The workforce is far from immune from this issue, and employers may be understandably at a loss for how to provide support; just 22% of the U.S. workforce report having received mental health resources from their employers as a result of the pandemic.
In order to address these concerns, employers should evaluate their well-being benefits and programs to make sure they’re meeting the unique needs of the workforce during this time. At Salesforce, for example, we launched a live webinar series, called B-Well Together, for employees, the community, and experts to discuss well-being. We also introduced a global benefit program, called Thriving Mind, in partnership with Thrive Global and Stanford Medical, to help employees and their families strengthen their psychological and emotional health.
For more insights on employee experience during these challenging times, among other topics, check out our interactive research dashboard.
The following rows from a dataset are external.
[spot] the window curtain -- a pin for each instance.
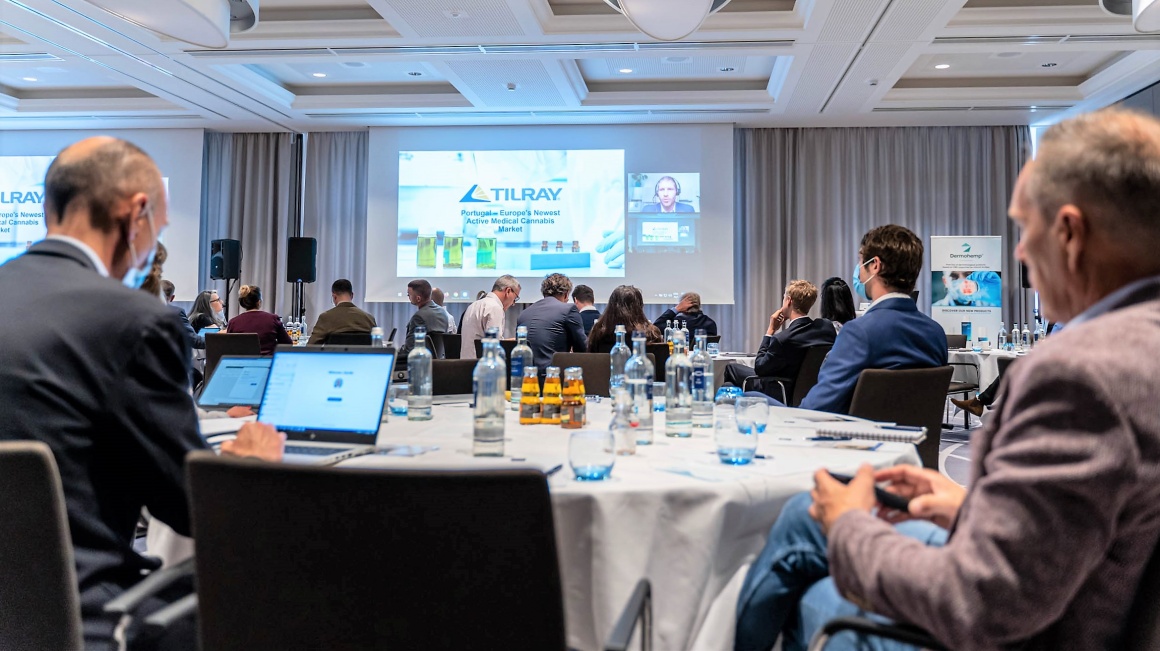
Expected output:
(804, 197)
(247, 195)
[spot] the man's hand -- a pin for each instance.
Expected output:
(832, 498)
(259, 440)
(933, 497)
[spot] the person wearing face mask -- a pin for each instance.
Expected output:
(107, 390)
(892, 334)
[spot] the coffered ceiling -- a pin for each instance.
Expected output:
(345, 64)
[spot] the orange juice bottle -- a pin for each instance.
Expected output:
(552, 397)
(529, 397)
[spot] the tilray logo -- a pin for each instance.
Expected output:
(476, 195)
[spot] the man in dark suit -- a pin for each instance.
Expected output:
(343, 317)
(107, 390)
(781, 353)
(585, 301)
(892, 334)
(553, 324)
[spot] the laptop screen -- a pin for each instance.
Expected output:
(237, 381)
(333, 396)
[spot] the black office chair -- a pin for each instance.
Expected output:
(913, 397)
(40, 607)
(452, 377)
(359, 558)
(800, 384)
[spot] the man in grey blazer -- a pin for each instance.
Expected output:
(1046, 547)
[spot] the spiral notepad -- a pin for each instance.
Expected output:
(871, 432)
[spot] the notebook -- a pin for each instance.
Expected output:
(238, 381)
(327, 402)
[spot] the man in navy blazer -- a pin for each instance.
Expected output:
(781, 354)
(892, 334)
(553, 324)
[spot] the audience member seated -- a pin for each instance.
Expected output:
(1046, 547)
(626, 308)
(343, 317)
(269, 328)
(892, 334)
(437, 298)
(585, 299)
(113, 385)
(487, 312)
(836, 302)
(688, 310)
(781, 353)
(553, 324)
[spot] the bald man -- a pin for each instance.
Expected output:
(106, 389)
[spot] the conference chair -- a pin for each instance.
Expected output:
(452, 377)
(913, 397)
(229, 344)
(375, 558)
(40, 607)
(800, 384)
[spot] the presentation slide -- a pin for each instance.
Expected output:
(649, 205)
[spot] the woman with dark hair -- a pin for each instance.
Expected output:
(836, 302)
(266, 325)
(625, 308)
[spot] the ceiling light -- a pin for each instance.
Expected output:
(667, 20)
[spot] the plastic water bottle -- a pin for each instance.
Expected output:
(678, 390)
(702, 383)
(521, 359)
(617, 357)
(419, 369)
(488, 378)
(639, 374)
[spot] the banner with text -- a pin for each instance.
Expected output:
(966, 286)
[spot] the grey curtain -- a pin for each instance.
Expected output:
(804, 197)
(247, 195)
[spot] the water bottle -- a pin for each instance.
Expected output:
(638, 373)
(678, 390)
(618, 356)
(702, 383)
(488, 380)
(521, 359)
(419, 369)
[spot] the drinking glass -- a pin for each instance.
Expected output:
(737, 442)
(755, 410)
(592, 454)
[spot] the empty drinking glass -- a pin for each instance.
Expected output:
(737, 441)
(592, 454)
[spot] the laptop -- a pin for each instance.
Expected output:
(237, 381)
(327, 402)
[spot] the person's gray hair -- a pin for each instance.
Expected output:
(1108, 165)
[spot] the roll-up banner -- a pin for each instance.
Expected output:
(966, 288)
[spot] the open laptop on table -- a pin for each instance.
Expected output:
(238, 381)
(327, 402)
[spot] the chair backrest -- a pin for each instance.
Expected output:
(40, 607)
(913, 397)
(807, 373)
(217, 345)
(356, 558)
(452, 346)
(348, 339)
(596, 368)
(450, 377)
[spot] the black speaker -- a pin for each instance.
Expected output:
(225, 259)
(301, 254)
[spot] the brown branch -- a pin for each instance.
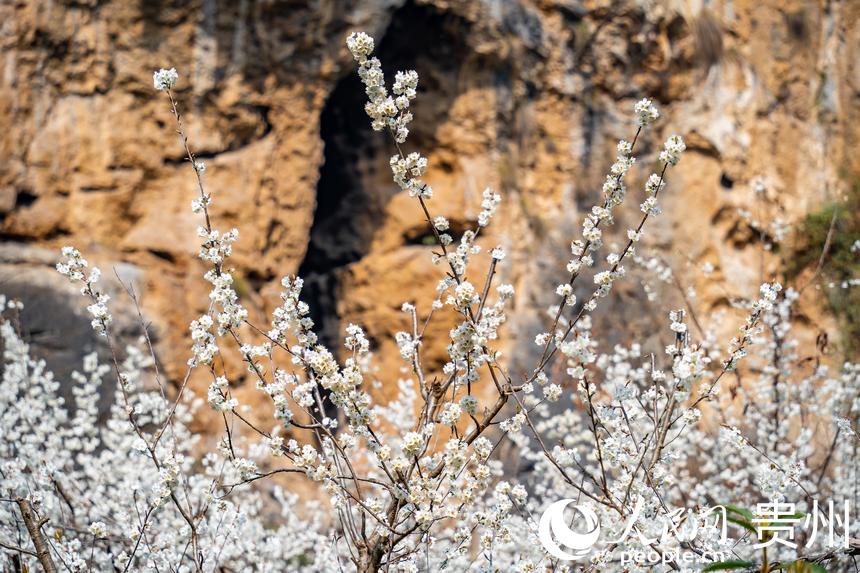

For additional data-driven resources on leading through change, visit the Tableau COVID-19 Data Hub.
Data mentioned in this article is from a double-blind survey of the general population, a subset of which consisted of full- and part-time employees in the United States, United Kingdom, France, Germany, Brazil, and Australia. Data was collected from May 1 to May 2, 2020 and yielded 3,542 responses. Data is weighted to accurately represent the general population.